March 4, 2010 - 2:49pm

I have been having a real tough time recently, as evidence by my last post. What I had not mentioned was the problems with my shoulders. They keep getting stuck. My massage therapist, chiropractor and intuitive healer have all been working mightily to get them moving again. But each time I show up for a visit, my left shoulder especially is stuck again. Which is strange because I can get in my car after a session where one healer worked hard getting it moving, and drive to the next healer only to find the shoulder stuck again! It was maddening!

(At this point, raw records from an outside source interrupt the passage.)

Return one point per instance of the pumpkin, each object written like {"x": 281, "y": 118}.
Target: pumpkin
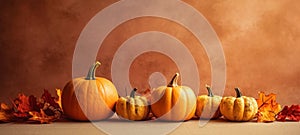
{"x": 208, "y": 105}
{"x": 239, "y": 108}
{"x": 173, "y": 102}
{"x": 89, "y": 98}
{"x": 133, "y": 107}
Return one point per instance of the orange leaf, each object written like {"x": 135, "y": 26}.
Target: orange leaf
{"x": 58, "y": 101}
{"x": 268, "y": 107}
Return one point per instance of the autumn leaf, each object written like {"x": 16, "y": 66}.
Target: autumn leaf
{"x": 146, "y": 93}
{"x": 267, "y": 107}
{"x": 5, "y": 113}
{"x": 44, "y": 110}
{"x": 58, "y": 101}
{"x": 41, "y": 117}
{"x": 291, "y": 113}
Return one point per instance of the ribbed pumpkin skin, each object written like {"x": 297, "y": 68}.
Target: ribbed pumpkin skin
{"x": 95, "y": 98}
{"x": 173, "y": 102}
{"x": 130, "y": 108}
{"x": 208, "y": 107}
{"x": 240, "y": 108}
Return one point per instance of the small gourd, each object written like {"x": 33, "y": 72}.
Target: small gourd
{"x": 133, "y": 107}
{"x": 208, "y": 105}
{"x": 239, "y": 108}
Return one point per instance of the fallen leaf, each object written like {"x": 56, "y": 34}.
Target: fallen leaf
{"x": 291, "y": 113}
{"x": 267, "y": 107}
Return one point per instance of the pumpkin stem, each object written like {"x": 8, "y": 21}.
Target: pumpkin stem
{"x": 238, "y": 92}
{"x": 173, "y": 82}
{"x": 92, "y": 71}
{"x": 210, "y": 94}
{"x": 132, "y": 94}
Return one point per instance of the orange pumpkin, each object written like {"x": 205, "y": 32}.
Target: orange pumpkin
{"x": 208, "y": 105}
{"x": 89, "y": 98}
{"x": 173, "y": 102}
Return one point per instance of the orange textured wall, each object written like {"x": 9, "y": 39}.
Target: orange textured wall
{"x": 259, "y": 38}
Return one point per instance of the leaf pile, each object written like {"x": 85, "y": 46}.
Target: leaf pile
{"x": 268, "y": 107}
{"x": 291, "y": 113}
{"x": 28, "y": 108}
{"x": 5, "y": 113}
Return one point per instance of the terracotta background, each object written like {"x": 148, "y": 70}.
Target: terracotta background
{"x": 260, "y": 41}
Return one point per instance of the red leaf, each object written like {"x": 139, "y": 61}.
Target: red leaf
{"x": 291, "y": 113}
{"x": 49, "y": 99}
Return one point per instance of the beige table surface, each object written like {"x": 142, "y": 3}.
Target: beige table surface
{"x": 220, "y": 127}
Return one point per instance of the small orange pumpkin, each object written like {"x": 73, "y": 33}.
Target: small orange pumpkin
{"x": 173, "y": 102}
{"x": 208, "y": 105}
{"x": 89, "y": 98}
{"x": 133, "y": 107}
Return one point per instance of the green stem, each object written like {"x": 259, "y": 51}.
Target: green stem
{"x": 132, "y": 94}
{"x": 238, "y": 92}
{"x": 173, "y": 82}
{"x": 92, "y": 71}
{"x": 210, "y": 94}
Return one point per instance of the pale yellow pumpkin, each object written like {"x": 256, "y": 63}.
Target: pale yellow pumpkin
{"x": 133, "y": 107}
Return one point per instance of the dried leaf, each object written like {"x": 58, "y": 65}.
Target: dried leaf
{"x": 58, "y": 93}
{"x": 49, "y": 99}
{"x": 268, "y": 107}
{"x": 41, "y": 117}
{"x": 5, "y": 113}
{"x": 291, "y": 113}
{"x": 44, "y": 109}
{"x": 146, "y": 93}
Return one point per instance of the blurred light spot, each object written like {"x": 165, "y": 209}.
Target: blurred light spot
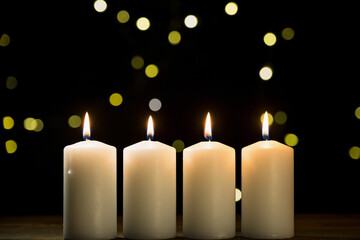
{"x": 137, "y": 62}
{"x": 30, "y": 124}
{"x": 8, "y": 122}
{"x": 265, "y": 73}
{"x": 151, "y": 71}
{"x": 4, "y": 40}
{"x": 123, "y": 16}
{"x": 288, "y": 33}
{"x": 174, "y": 37}
{"x": 39, "y": 126}
{"x": 231, "y": 8}
{"x": 269, "y": 39}
{"x": 280, "y": 117}
{"x": 357, "y": 112}
{"x": 178, "y": 145}
{"x": 74, "y": 121}
{"x": 100, "y": 5}
{"x": 291, "y": 139}
{"x": 271, "y": 118}
{"x": 354, "y": 152}
{"x": 237, "y": 194}
{"x": 191, "y": 21}
{"x": 115, "y": 99}
{"x": 155, "y": 104}
{"x": 11, "y": 82}
{"x": 143, "y": 23}
{"x": 10, "y": 146}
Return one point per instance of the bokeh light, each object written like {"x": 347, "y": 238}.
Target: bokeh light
{"x": 137, "y": 62}
{"x": 10, "y": 146}
{"x": 357, "y": 112}
{"x": 155, "y": 104}
{"x": 354, "y": 152}
{"x": 151, "y": 71}
{"x": 280, "y": 117}
{"x": 270, "y": 39}
{"x": 237, "y": 194}
{"x": 179, "y": 145}
{"x": 4, "y": 40}
{"x": 231, "y": 8}
{"x": 191, "y": 21}
{"x": 271, "y": 118}
{"x": 123, "y": 16}
{"x": 174, "y": 37}
{"x": 39, "y": 125}
{"x": 11, "y": 82}
{"x": 74, "y": 121}
{"x": 100, "y": 5}
{"x": 115, "y": 99}
{"x": 291, "y": 139}
{"x": 288, "y": 33}
{"x": 8, "y": 122}
{"x": 143, "y": 24}
{"x": 265, "y": 73}
{"x": 30, "y": 124}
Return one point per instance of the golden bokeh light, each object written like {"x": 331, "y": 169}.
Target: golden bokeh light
{"x": 354, "y": 152}
{"x": 174, "y": 37}
{"x": 8, "y": 122}
{"x": 11, "y": 82}
{"x": 123, "y": 16}
{"x": 231, "y": 8}
{"x": 151, "y": 71}
{"x": 4, "y": 40}
{"x": 143, "y": 24}
{"x": 265, "y": 73}
{"x": 269, "y": 39}
{"x": 115, "y": 99}
{"x": 270, "y": 117}
{"x": 280, "y": 117}
{"x": 137, "y": 62}
{"x": 288, "y": 33}
{"x": 179, "y": 145}
{"x": 191, "y": 21}
{"x": 100, "y": 5}
{"x": 291, "y": 139}
{"x": 155, "y": 104}
{"x": 74, "y": 121}
{"x": 10, "y": 146}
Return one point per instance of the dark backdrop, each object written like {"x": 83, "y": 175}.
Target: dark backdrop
{"x": 68, "y": 59}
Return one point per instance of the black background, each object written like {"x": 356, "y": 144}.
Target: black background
{"x": 69, "y": 59}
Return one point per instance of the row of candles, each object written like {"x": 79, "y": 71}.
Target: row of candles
{"x": 149, "y": 189}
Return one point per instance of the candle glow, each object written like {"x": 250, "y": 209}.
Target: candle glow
{"x": 265, "y": 128}
{"x": 150, "y": 129}
{"x": 207, "y": 131}
{"x": 86, "y": 129}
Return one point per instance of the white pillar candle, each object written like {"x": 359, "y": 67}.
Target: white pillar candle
{"x": 90, "y": 189}
{"x": 209, "y": 189}
{"x": 149, "y": 206}
{"x": 267, "y": 179}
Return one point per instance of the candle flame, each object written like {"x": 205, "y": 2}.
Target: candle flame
{"x": 207, "y": 131}
{"x": 150, "y": 129}
{"x": 265, "y": 130}
{"x": 86, "y": 128}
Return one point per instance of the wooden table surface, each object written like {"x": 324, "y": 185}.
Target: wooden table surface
{"x": 307, "y": 226}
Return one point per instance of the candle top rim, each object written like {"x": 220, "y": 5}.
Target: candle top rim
{"x": 267, "y": 144}
{"x": 209, "y": 145}
{"x": 90, "y": 144}
{"x": 149, "y": 145}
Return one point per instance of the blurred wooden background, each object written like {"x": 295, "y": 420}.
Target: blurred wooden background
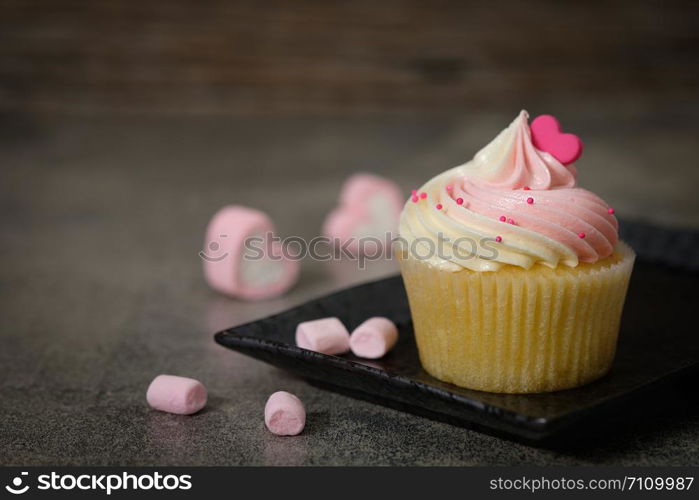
{"x": 330, "y": 57}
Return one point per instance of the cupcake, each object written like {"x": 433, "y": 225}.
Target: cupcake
{"x": 516, "y": 277}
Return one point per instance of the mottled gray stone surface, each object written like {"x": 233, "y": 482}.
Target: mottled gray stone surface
{"x": 100, "y": 227}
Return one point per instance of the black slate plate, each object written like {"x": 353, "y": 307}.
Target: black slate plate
{"x": 658, "y": 345}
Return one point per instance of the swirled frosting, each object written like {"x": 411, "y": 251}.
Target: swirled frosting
{"x": 512, "y": 204}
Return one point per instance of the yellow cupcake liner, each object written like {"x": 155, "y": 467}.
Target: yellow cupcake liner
{"x": 516, "y": 330}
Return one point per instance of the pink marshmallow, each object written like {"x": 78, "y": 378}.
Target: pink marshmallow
{"x": 285, "y": 414}
{"x": 374, "y": 338}
{"x": 369, "y": 205}
{"x": 225, "y": 268}
{"x": 327, "y": 336}
{"x": 173, "y": 394}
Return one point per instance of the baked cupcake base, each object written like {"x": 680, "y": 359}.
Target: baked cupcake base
{"x": 516, "y": 330}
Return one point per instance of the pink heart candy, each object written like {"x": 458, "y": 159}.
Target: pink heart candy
{"x": 547, "y": 136}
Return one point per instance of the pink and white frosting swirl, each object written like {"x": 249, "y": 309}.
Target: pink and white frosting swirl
{"x": 512, "y": 204}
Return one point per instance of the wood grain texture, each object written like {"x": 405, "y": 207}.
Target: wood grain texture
{"x": 319, "y": 57}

So today, my yoga instructor Carrie, per her usual synchronicity, invoked Shiva for our session. And at some point we were doing a rather oddly strenuous version of the Warrior II pose where we were thrusting one hip out while turning the other in a vastly differing direction. When we came out of the pose, rubbing our inner thighs and our aching hip joints, someone asked for the name of the pose. Carrie sheepishly sort of laughed and said, “We call it the Wounded Warrior.” And suddenly something clicked in my head.

Later during savasana, I asked Carrie if she could check my shoulders for me. I explained the problems I had been having as she bent over to adjust them. She suddenly looked very concerned as she found the same nodule everyone else had been working on over the last two months. She looked me in the eye as she said, “Katrina, that knot is directly behind your heart.” “What is happening with your heart?” She looked deeply worried and her concern struck me right where it mattered. I said, “Oh … yeah!” What else could I say? She helped my shoulders to relax with what to me looked like eyes on the verge of tears.

Later after picking up some special items from Trader Joes, I stopped for a visit to Sligo Creek Park. I hadn’t visited in so long, and the bright sun reminded me of why I love that park. I walked to the bridge and paused to listen to the waters. I breathed deeply as I crossed the bridge; it felt like coming home.

And that is when I noticed all the damage. Several of the trees had lost branches; some had lost major limbs. It was devastating. One poor young tree had been split in two, exposing her delicate inner structure to the wind and the rain.

I paused at each wounded tree and expressed my deep sympathy and grief for its loss. Touching my hands where I could over the open wounds, connecting to the still living trunks, I expressed my hopes and prayers for recovery.

At the poor tree ripped asunder, I expressed my sorrow and I could feel her respond. I reminded her that her life was not over, as long as she could still feel her roots in the soil and take in nourishment from the sun and rain, she could still grow and thrive. I asked the older trees, especially those who themselves were wounded to tell this young tree about how life could continue. And to tell her especially that she would live not in spite of her wounding, but now more because of her wounds.

As I sat down to rest a bit before returning to my car, something broke apart inside of me. I suddenly felt all that had been wrenched away from me. I could see all my inner preciousness and vulnerabilities exposed to the elements. And just as suddenly I began sobbing. My poor shoulders were trembling with each wave of tears. As I sat in my misery, I suddenly heard voices. It was the trees repeating back to me all I said to comfort the youngest of them.

“You will live on not in spite of your wounding, but because of them.”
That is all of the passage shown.